For smaller files, I like to load the entire thing, split it into statements, and then split each statement into tokens like this:
std::vector<std::string> lines = SplitString(LoadFileAsString("blah.txt"), '\n', IgnoreEmptyLines);
std::unordered_map<std::string, std::string> configMap;
for(const std::string &line : lines)
{
//Ignore comments.
if(line.front() == '#') continue;
//Split line into tokens.
std::vector<std::string> tokens = SplitString(line, '=');
if(tokens.size() == 2)
{
configMap[tokens[0]] = tokens[1];
}
else
{
//Parse error or different line format...
}
}
Which can then be wrapped into its own function:
std::unordered_map<std::string, std::string> configMap = LoadFileAsStringMap("config.txt", '\n', '=');
That's just for basic key-value pairs. If I wanted more complicated structures, I'd take the same basic idea (breaking up the logic into smaller re-usable functions), but instead I treat the entire file as one string, breaking up by whitespace, and I leave the equals and even the newlines in as tokens, and treat the file as one continuous string of tokens.

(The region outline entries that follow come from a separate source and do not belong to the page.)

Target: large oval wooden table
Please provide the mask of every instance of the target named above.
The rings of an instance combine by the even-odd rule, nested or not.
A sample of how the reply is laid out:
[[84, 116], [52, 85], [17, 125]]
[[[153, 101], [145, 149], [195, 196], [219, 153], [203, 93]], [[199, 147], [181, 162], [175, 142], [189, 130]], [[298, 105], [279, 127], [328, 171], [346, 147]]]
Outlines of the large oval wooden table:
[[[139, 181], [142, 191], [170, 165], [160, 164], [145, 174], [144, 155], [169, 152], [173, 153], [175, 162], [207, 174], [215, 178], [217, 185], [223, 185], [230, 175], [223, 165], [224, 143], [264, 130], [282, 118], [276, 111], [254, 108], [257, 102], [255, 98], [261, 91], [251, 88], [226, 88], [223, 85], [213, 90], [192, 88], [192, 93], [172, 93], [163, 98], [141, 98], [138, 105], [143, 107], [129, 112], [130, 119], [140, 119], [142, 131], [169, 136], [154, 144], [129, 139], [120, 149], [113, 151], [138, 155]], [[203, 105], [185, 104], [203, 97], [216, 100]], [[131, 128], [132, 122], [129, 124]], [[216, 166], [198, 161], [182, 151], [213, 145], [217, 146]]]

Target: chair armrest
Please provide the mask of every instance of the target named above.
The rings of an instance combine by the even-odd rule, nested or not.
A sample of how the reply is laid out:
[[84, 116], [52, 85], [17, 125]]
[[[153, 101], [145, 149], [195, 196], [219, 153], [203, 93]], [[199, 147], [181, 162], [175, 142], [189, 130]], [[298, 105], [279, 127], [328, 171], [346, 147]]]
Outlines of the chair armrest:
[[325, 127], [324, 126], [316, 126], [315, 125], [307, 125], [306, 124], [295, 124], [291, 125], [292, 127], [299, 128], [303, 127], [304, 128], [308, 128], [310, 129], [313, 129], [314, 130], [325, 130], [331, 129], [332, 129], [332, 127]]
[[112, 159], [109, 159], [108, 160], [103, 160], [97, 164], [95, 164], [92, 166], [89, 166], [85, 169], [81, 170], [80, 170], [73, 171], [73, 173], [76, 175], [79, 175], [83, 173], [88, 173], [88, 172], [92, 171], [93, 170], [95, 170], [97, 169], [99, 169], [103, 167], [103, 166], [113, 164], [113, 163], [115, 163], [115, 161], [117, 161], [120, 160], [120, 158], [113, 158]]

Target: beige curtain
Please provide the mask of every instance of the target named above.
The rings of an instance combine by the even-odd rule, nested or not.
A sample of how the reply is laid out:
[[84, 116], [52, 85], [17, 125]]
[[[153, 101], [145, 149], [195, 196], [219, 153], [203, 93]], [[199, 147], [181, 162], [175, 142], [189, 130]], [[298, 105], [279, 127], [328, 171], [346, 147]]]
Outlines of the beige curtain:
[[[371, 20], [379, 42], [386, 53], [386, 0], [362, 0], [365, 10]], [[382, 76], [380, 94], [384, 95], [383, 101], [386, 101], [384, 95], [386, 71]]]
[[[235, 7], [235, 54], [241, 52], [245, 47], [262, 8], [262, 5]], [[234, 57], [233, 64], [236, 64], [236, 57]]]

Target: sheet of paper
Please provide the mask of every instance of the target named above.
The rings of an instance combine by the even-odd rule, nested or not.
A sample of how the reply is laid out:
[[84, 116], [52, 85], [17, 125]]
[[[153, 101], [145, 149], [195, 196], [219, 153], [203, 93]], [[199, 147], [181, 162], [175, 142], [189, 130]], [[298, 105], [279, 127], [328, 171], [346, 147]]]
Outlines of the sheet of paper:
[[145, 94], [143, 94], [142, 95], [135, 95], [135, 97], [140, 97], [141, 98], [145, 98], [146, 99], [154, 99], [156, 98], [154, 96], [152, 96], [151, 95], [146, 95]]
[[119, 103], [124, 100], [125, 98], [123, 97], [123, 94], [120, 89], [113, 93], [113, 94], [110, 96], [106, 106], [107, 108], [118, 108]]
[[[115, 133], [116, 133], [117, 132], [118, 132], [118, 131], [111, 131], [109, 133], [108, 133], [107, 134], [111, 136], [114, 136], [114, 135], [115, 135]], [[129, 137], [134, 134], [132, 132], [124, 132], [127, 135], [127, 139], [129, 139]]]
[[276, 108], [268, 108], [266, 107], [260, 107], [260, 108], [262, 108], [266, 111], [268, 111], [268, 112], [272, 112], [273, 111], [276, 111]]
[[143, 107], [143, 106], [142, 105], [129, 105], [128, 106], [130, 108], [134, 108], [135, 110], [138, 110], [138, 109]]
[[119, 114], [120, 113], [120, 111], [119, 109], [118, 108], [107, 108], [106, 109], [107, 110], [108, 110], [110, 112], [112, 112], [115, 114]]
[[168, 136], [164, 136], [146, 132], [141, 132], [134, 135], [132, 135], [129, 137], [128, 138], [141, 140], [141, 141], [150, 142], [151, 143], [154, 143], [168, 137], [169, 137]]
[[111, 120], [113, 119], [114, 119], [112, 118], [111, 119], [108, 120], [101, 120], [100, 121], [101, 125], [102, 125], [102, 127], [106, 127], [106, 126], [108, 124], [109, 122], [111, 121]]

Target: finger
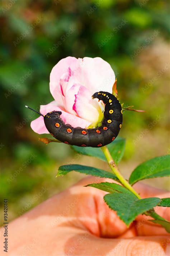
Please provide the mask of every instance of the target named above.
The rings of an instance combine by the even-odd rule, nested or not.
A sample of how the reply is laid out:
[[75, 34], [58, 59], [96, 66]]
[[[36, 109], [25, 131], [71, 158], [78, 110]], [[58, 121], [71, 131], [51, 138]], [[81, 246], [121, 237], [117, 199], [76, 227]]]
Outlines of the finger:
[[[108, 181], [108, 182], [115, 182], [114, 181], [110, 179], [105, 179], [104, 178], [100, 178], [98, 177], [89, 177], [85, 179], [81, 180], [76, 185], [76, 186], [83, 186], [84, 185], [90, 184], [91, 183], [98, 183], [103, 181]], [[138, 183], [135, 185], [135, 188], [136, 191], [139, 193], [141, 196], [142, 198], [146, 198], [150, 197], [157, 197], [160, 198], [163, 198], [165, 197], [169, 197], [170, 193], [169, 192], [163, 190], [162, 190], [157, 189], [155, 188], [151, 187], [150, 186], [146, 185], [142, 183]], [[93, 189], [96, 189], [94, 188]], [[91, 192], [93, 193], [94, 191], [91, 190]], [[99, 190], [100, 191], [100, 190]], [[99, 190], [95, 192], [97, 194], [99, 195], [100, 192], [99, 192]], [[101, 194], [103, 194], [103, 195]], [[101, 196], [102, 197], [105, 193], [100, 193]], [[102, 202], [103, 202], [103, 198], [101, 199], [101, 201], [100, 202], [100, 200], [98, 197], [97, 198], [97, 205], [101, 206], [101, 207], [99, 207], [98, 206], [98, 207], [99, 207], [100, 213], [100, 218], [99, 219], [99, 220], [100, 222], [102, 224], [101, 225], [100, 231], [101, 231], [100, 235], [105, 237], [107, 237], [107, 236], [116, 235], [115, 233], [113, 232], [113, 230], [114, 230], [116, 232], [118, 235], [123, 235], [124, 233], [127, 231], [127, 229], [126, 228], [126, 226], [124, 226], [124, 229], [119, 229], [119, 228], [116, 228], [115, 229], [115, 224], [113, 224], [113, 222], [111, 221], [112, 218], [114, 218], [114, 221], [116, 219], [116, 217], [115, 217], [115, 214], [116, 214], [115, 212], [111, 210], [109, 208], [107, 208], [106, 206], [106, 204], [103, 203], [102, 205]], [[101, 208], [103, 208], [102, 209]], [[170, 220], [170, 209], [168, 207], [157, 207], [155, 208], [155, 209], [156, 212], [162, 217], [168, 220]], [[102, 216], [102, 213], [103, 213]], [[137, 217], [137, 220], [138, 221], [136, 222], [136, 232], [132, 232], [131, 233], [130, 231], [128, 232], [128, 235], [131, 235], [132, 236], [133, 236], [134, 234], [136, 233], [136, 235], [166, 235], [167, 234], [167, 232], [166, 231], [165, 229], [161, 227], [160, 225], [156, 224], [151, 222], [148, 221], [148, 220], [152, 219], [152, 218], [150, 216], [146, 216], [145, 215], [140, 215]], [[117, 220], [119, 220], [119, 218], [117, 218]], [[120, 221], [118, 222], [118, 225], [120, 224]], [[121, 224], [120, 226], [122, 228], [123, 226], [122, 224]], [[108, 226], [106, 226], [105, 224], [108, 224]], [[86, 224], [88, 224], [86, 223]], [[87, 225], [88, 228], [89, 228], [89, 225]], [[112, 227], [113, 228], [113, 230], [112, 230]], [[105, 232], [104, 232], [104, 229]], [[131, 235], [130, 235], [131, 234]], [[114, 237], [112, 236], [112, 237]], [[128, 237], [129, 237], [129, 236]]]
[[108, 239], [98, 238], [89, 233], [74, 233], [65, 244], [66, 255], [166, 255], [170, 239], [166, 236], [137, 237]]

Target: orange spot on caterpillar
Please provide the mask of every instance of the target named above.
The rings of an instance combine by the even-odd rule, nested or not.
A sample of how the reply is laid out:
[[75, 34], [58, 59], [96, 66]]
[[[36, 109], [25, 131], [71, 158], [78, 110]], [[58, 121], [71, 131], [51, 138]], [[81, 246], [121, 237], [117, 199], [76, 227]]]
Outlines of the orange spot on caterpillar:
[[[83, 130], [82, 131], [81, 131], [81, 133], [82, 134], [83, 134], [84, 135], [85, 135], [86, 134], [87, 134], [88, 133], [86, 131], [85, 131], [84, 130]], [[85, 144], [83, 144], [83, 145], [85, 145]]]
[[55, 126], [57, 128], [58, 128], [60, 126], [60, 124], [59, 123], [56, 123], [55, 124]]
[[71, 132], [72, 132], [72, 130], [70, 129], [70, 128], [67, 128], [67, 132], [69, 133], [71, 133]]

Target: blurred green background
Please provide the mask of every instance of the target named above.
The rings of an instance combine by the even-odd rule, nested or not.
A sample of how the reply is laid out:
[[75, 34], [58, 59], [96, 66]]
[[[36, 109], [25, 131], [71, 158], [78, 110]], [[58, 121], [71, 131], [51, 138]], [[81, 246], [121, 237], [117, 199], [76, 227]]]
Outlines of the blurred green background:
[[[1, 3], [0, 194], [1, 202], [8, 199], [9, 220], [84, 176], [72, 173], [56, 178], [60, 165], [88, 161], [107, 168], [99, 160], [77, 156], [67, 145], [46, 146], [38, 138], [50, 136], [30, 128], [37, 115], [24, 106], [38, 110], [53, 100], [49, 74], [63, 58], [102, 58], [118, 78], [121, 102], [147, 111], [124, 112], [119, 136], [127, 143], [119, 166], [126, 178], [144, 160], [169, 153], [167, 1]], [[167, 178], [143, 182], [169, 186]]]

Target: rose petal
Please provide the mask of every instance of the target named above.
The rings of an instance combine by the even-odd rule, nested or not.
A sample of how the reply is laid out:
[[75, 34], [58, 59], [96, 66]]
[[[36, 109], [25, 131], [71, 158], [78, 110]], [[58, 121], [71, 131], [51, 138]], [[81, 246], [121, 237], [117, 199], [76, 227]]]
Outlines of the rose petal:
[[79, 91], [81, 85], [75, 84], [67, 92], [64, 99], [64, 106], [67, 112], [71, 114], [76, 115], [76, 112], [73, 109], [73, 106], [75, 103], [76, 98], [75, 94]]
[[91, 98], [91, 92], [84, 86], [80, 86], [76, 95], [73, 109], [79, 116], [88, 120], [96, 126], [103, 117], [98, 102]]
[[[52, 69], [50, 76], [50, 92], [58, 104], [62, 103], [59, 88], [60, 79], [64, 80], [69, 78], [69, 72], [70, 72], [68, 70], [69, 67], [70, 67], [70, 68], [72, 70], [76, 69], [79, 65], [79, 62], [77, 59], [74, 57], [69, 57], [61, 59]], [[65, 73], [67, 74], [63, 75]]]
[[115, 75], [110, 65], [98, 57], [79, 59], [80, 68], [73, 70], [79, 83], [88, 89], [92, 94], [103, 91], [112, 93]]
[[34, 132], [39, 134], [49, 133], [44, 124], [43, 116], [39, 116], [32, 121], [30, 126]]
[[50, 91], [57, 105], [62, 106], [60, 82], [63, 83], [62, 90], [65, 92], [76, 83], [89, 89], [92, 95], [100, 91], [111, 93], [115, 81], [114, 73], [110, 65], [101, 58], [85, 57], [77, 59], [69, 57], [61, 59], [52, 69]]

Then you walk through the entire set of tokens, one by one, but keep track of the current state ("I'm inside of an object called 'MyObject', I'm nested four deep, this variable is named 'HP', etc..."), which lets you detect "wrong" things. For example, if you reach the end of the list of tokens but 'state' is still in a New Object, then you've clearly forgotten an 'End', and need to report it as a syntax error. Likewise if you're inside a New Object, and encounter another New Object, then you either report a syntax error (or interpert it to mean to nest one object inside the other, if your format requires that behavior).